I hereby assign to ASAP all rights I have to be reimbursed for medical expenses generated by ASAP with respect to Medicare, Medigap, Medicaid and/or any other insurance carrier, including any plan or policy of insurance (group or individual), flexible spending account, health savings account, health reimbursement arrangement or similar plan or reimbursement mechanism. This assignment includes all rights that I may have under ERISA, including but not limited to all rights concerning obtaining copies of plan/policy documents, rights to reasonable and customary fee schedules, and rights to appeal any full or partial claim denial for treatment by ASAP. In addition, I hereby request that payment of any authorized Medicare benefits, Medigap benefits, Medicaid benefits and or/insurance or other third party benefits be made directly to ASAP. If said benefits are not paid directly to ASAP, I agree to forward to ASAP all payments that I receive immediately upon my receipt. To assist in this process, I authorize any holder of medical information about me to release to CMS, my Medigap insurer, Indiana health Coverage Programs/Medicaid and/or any other insurance or third-party payor and their respective agents any information needed to determine the benefits payable for the services rendered to me.
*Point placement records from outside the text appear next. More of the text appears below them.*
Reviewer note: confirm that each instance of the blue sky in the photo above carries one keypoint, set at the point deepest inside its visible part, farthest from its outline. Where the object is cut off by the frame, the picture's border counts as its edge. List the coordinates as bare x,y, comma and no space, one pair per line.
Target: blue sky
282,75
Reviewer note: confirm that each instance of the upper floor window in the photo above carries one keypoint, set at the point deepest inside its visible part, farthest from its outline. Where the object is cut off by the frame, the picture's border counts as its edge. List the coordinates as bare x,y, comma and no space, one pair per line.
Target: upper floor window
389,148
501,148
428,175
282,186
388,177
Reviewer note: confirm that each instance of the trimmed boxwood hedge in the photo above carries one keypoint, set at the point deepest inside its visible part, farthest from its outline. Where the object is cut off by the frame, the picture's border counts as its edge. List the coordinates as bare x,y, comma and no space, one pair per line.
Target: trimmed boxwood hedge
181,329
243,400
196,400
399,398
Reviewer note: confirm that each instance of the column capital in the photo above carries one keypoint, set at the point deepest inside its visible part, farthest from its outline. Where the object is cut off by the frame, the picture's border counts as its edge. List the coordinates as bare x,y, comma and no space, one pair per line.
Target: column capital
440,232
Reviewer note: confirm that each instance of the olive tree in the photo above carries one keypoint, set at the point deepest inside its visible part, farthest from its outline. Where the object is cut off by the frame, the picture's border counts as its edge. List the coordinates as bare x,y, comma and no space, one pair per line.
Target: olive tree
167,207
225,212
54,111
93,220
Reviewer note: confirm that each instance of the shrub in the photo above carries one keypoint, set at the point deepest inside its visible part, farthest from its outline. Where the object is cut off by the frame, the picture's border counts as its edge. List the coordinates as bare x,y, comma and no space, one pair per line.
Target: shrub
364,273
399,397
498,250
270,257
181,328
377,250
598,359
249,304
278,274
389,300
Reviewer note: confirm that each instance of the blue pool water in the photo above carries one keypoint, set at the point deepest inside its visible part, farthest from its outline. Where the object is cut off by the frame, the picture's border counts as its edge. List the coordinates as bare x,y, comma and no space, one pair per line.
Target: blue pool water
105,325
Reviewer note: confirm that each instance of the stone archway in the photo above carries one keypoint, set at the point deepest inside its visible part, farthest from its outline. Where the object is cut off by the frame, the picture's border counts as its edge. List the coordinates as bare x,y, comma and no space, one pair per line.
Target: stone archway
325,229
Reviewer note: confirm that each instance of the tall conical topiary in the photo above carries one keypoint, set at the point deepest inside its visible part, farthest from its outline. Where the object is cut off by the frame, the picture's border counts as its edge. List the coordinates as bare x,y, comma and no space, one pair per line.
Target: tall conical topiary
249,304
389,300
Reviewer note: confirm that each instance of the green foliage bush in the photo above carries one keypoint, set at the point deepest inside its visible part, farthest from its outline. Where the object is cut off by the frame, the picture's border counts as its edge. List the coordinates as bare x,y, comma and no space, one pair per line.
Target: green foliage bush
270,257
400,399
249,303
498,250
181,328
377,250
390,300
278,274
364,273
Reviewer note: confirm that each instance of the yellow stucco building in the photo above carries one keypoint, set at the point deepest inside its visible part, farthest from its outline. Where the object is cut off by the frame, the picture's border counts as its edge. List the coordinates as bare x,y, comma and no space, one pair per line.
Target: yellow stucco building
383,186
I hereby authorize Associated Surgeons & Physicians (ASAP) and all physicians and providers involved with my care to release information from my medical records as may be required to any person, corporation, or agency which is legally responsible or which ASAP has good cause to believe is legally responsible, for processing and/or paying all or any part of ASAP charges and/or professional fees; and, to any entity which has contracted with any insurer to conduct utilization or performance review. I hereby authorize ASAP and any affiliated physician or provider involved with my care to release information to any physician or provider to which I may be transferred for further medical care.
ACKNOWLEDGEMENT OF NOTICE OF PRIVACY PRACTICES
I have been offered the opportunity by Associated Surgeons & Physicians to receive a copy of the Notice of Privacy Practices.